Excerpts from High Court judgment, which is impugned before the Supreme Court are under:
“49. There can be no doubt that though Ex.P2 and P3 orders are procured by 1st respondent against 2nd respondent, those are intended to be misused to harass petitioner. It is also clear that those orders are obtained to ensure that petitioner’s shop and the business run by him for very long period are closed down. The means and methods adopted by 1st respondent to obtain Ex.P2 and P3 orders are most undesirable and those cannot be approved by any court.
50. It is unfortunate that an argument is raised by learned counsel for 1st respondent that Ex P2 and Ex P3 orders are passed against 2nd respondent and not against petitioner and hence, petitioner has no locus standi etc. A person who has obtained an order from a court, on the basis of pleading of facts which are false to his own knowledge, without making the person who is actually targeted a party to the proceeding with the sole intention to misuse the order against him, the former shall not be heard to say that the latter has not locus standi to challenge such order, only on the ground that the order is passed against some other person and not the targeted person.
51. If the court is satisfied that an order is obtained by any person by deceitful means to harm another, it can even suo motu undo the harm. So the question of locus standi etc. is not very relevant in cases of this type. At any rate, no person shall be permitted by the court to take undue advantage of his own dishonesty and contend that the other party who is illegally wounded by him has no locus standi. He has no right to request the court to show a red signal to the other who rushes to the court for justice.”

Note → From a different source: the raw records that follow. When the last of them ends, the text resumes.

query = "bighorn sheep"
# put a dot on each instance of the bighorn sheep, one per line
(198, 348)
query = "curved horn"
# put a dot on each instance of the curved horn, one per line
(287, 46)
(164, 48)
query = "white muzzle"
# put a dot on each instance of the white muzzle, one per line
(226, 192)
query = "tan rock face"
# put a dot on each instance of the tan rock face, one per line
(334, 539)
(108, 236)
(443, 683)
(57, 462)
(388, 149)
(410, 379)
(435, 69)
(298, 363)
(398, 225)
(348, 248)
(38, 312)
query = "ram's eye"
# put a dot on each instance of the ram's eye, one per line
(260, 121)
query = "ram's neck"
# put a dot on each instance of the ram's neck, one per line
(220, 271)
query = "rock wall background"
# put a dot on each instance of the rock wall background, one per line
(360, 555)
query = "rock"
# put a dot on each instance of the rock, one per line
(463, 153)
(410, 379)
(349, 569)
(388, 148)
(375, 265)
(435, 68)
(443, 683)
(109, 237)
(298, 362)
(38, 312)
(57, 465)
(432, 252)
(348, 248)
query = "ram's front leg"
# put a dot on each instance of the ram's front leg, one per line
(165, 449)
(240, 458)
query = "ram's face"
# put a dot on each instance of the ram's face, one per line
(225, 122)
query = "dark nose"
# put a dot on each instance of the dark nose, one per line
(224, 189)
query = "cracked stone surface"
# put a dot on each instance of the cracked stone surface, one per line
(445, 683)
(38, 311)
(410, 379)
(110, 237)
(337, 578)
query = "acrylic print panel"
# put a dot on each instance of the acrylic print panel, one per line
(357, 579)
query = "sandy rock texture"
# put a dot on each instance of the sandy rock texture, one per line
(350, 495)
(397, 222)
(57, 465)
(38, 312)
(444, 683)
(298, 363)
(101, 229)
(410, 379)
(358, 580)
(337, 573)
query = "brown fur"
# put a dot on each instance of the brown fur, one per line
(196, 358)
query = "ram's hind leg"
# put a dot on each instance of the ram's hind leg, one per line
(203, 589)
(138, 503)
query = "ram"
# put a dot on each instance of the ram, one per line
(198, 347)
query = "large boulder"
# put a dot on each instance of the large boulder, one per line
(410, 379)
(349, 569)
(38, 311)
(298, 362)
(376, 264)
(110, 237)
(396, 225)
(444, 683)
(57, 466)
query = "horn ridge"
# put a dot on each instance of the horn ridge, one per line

The Supreme Court, after evaluating nature and scope of power under Article 226 or Article 227 of Constitution of India, finally held that a writ petition can neither be entertained to decide the landlord-tenant dispute nor it is maintainable against a private individual to determine an intense dispute including the question whether one party harassing the other party. According to the Apex Court, the High Court, under Article 227, has the jurisdiction to ensure that all subordinate courts as well as statutory or quasi-judicial tribunals, exercise the powers vested in them within the bounds of their authority. The Court concludes that, if a suit is not maintainable it was well within the jurisdiction of the High Court to decide the same in appropriate proceedings but in no case power under Articles 226 and 227 of Constitution of India can be exercised to question a plaint.
The judgment is delivered by justice Sudhansu Jyoti Mukhopadhya along with Justice S.A Bobde.